Chapter 3

 

Mats of vegetation covered the low swells of ground. A long gash plowed through it where the ship had come down. The crushed plants gave off a pungent, acrid smell. The plants to my right grew taller, rising to the height of small trees. Where we had landed the plants were knee high. Off to the left they dwindled, hugging the ground. A thin breeze blew from our right, rustling the plants. The sun was a swollen orange ball on the horizon.

“Sunrise or sunset?” I asked.

“Judging by the angle we came in, I’d guess sunset.”

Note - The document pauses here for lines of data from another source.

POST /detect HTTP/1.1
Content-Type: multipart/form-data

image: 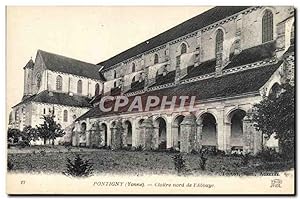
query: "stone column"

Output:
[153,127,159,149]
[131,119,138,147]
[166,115,173,149]
[122,124,128,147]
[224,122,231,154]
[195,122,203,152]
[89,122,102,147]
[172,124,179,148]
[72,122,80,146]
[141,118,155,150]
[243,115,263,154]
[216,107,226,151]
[111,121,124,149]
[180,114,196,153]
[107,125,112,147]
[85,118,91,147]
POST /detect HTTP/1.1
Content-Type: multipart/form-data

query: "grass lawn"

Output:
[8,146,294,176]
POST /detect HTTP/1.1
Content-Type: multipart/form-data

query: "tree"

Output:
[252,84,295,158]
[7,128,21,143]
[21,126,39,143]
[63,154,94,177]
[37,115,65,145]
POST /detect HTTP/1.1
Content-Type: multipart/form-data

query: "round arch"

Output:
[176,41,190,56]
[198,112,218,148]
[100,122,108,146]
[124,120,132,146]
[172,114,185,149]
[267,82,281,97]
[154,117,167,149]
[227,108,246,150]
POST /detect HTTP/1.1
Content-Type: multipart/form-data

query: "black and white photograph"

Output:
[6,5,296,195]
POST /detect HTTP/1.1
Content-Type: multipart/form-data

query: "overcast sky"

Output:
[7,7,210,111]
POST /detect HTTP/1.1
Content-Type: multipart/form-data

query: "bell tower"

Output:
[22,58,34,99]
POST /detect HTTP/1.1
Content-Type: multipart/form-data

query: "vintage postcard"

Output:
[6,6,296,195]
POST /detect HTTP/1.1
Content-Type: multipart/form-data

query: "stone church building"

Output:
[8,6,295,154]
[9,50,105,142]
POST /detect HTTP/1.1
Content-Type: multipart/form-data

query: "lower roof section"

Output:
[14,90,91,107]
[77,61,283,121]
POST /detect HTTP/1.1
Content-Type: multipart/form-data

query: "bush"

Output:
[62,142,72,147]
[241,153,251,166]
[256,147,280,162]
[7,160,15,171]
[63,154,94,177]
[135,145,144,151]
[199,152,207,170]
[40,150,46,156]
[17,140,30,148]
[173,154,186,174]
[166,147,179,153]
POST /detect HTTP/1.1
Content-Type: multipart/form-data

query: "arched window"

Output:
[15,109,19,121]
[36,74,42,89]
[77,80,82,94]
[56,75,62,91]
[216,29,224,54]
[262,10,273,43]
[154,53,158,64]
[95,83,100,96]
[64,110,68,122]
[291,23,295,45]
[180,43,187,54]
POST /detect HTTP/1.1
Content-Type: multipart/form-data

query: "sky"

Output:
[6,6,211,114]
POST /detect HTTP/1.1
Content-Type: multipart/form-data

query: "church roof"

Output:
[14,90,91,107]
[225,41,276,69]
[38,50,105,81]
[98,6,250,70]
[23,58,34,69]
[77,61,283,120]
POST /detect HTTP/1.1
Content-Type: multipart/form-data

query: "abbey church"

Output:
[10,6,295,154]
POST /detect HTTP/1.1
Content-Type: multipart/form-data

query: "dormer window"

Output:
[95,83,100,96]
[154,53,159,64]
[36,74,42,89]
[56,75,62,91]
[215,29,224,55]
[262,10,273,43]
[180,43,187,54]
[77,80,82,94]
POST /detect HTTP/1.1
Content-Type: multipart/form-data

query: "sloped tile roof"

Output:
[183,59,216,79]
[126,80,145,93]
[150,70,176,87]
[23,58,34,69]
[38,50,105,81]
[14,90,92,107]
[224,41,276,69]
[77,61,283,120]
[98,6,250,70]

“Then let’s not go very far.”

The boarding ramp refused to extend, jammed by the crash. I dropped the three feet to the ground. The bushes crunched under my feet, snapping with sharp brittle pops. The smell grew stronger.

Clark pulled out his com. “Jasyn?”

The com buzzed with static. He frowned as he twiddled the controls. The static wouldn't clear. He shrugged and tucked it back away.

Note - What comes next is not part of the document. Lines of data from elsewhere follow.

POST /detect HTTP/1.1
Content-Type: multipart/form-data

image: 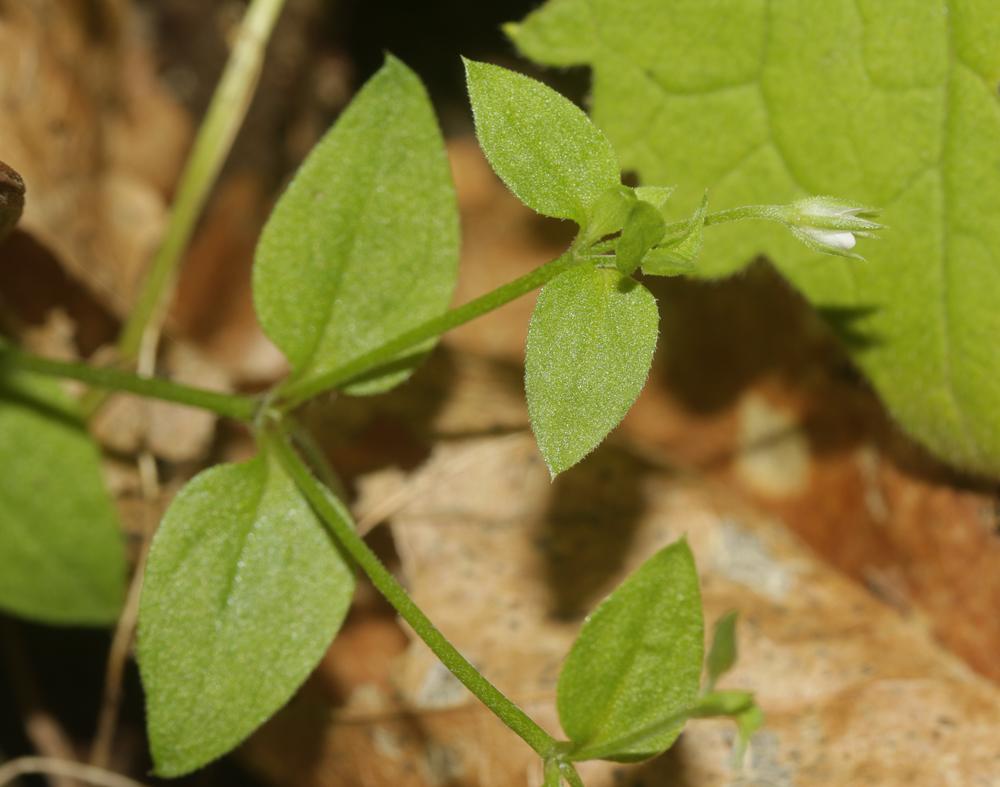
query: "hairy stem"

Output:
[278,249,586,412]
[0,343,257,422]
[118,0,285,361]
[265,430,557,758]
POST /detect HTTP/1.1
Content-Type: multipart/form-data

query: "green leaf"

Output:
[524,266,659,476]
[642,193,708,276]
[253,57,458,394]
[705,610,739,691]
[557,540,703,761]
[632,186,674,213]
[515,0,1000,477]
[465,60,620,226]
[615,200,666,276]
[138,455,354,776]
[0,369,125,625]
[587,183,636,241]
[733,705,764,768]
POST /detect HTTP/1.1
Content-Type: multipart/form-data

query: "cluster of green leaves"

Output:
[466,62,705,476]
[507,0,1000,477]
[0,50,759,784]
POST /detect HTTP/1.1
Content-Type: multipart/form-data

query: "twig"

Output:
[0,757,145,787]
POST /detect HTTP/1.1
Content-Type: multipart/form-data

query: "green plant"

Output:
[0,41,878,786]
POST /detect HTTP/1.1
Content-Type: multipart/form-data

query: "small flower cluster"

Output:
[780,197,883,259]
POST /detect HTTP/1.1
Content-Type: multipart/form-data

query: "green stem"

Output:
[278,248,586,412]
[265,432,558,758]
[118,0,285,361]
[0,344,257,422]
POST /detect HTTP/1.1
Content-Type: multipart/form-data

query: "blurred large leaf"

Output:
[0,369,125,625]
[138,456,354,776]
[465,60,620,225]
[524,266,659,476]
[253,57,458,394]
[508,0,1000,476]
[558,541,704,760]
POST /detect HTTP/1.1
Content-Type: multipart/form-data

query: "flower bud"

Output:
[780,197,883,259]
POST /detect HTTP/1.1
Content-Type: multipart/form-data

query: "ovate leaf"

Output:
[253,57,458,394]
[524,266,659,476]
[465,60,620,225]
[558,540,703,761]
[515,0,1000,477]
[138,456,354,776]
[615,200,665,276]
[0,367,125,625]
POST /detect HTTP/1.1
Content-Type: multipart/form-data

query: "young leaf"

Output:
[557,540,703,761]
[524,266,659,476]
[705,610,739,691]
[0,368,125,625]
[642,193,708,276]
[515,0,1000,477]
[253,57,458,394]
[465,60,620,226]
[138,455,354,776]
[615,200,665,276]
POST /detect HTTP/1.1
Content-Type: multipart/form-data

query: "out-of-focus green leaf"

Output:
[508,0,1000,477]
[525,266,659,476]
[138,455,354,776]
[558,540,704,761]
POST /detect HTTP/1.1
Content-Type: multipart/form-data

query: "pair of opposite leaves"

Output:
[138,58,702,776]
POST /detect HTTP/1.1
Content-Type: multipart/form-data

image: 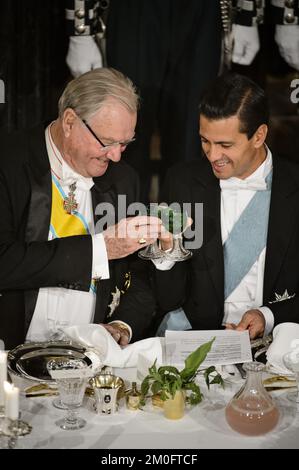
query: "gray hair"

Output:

Gravity was only about half normal. I walked a few steps away from the ship. We were in a shallow hollow of ground. I walked a little farther, until I could see beyond the ship. Clark crunched behind me.

I stopped at the top of the low rise and slowly turned, taking in the whole view. The land fell away in rippled sheets, the plants growing lower and sparser in the distance. To the west, the direction we’d slid when we landed, the plants grew taller and more diverse. The breeze that had been blowing steadily faded as the sun set. A thin purple glow rose beyond the trees. Stars began to show in the dusky sky overhead.

“What do you think that is?” Clark asked, pointing to the west and the glow drifting through the trees.

“I don’t want to look in the dark."

“Scared?”

“Trying to be smart about this. Something isn't right on this planet.” I headed back to the ship. Each breath came harder. The cool air dropped quickly beyond freezing.

“I don’t think I like it either,” Clark said as we reached the ship, his breath coming in thin puffs.

I jumped into the airlock, easy to do under the lower gravity. Clark followed me in.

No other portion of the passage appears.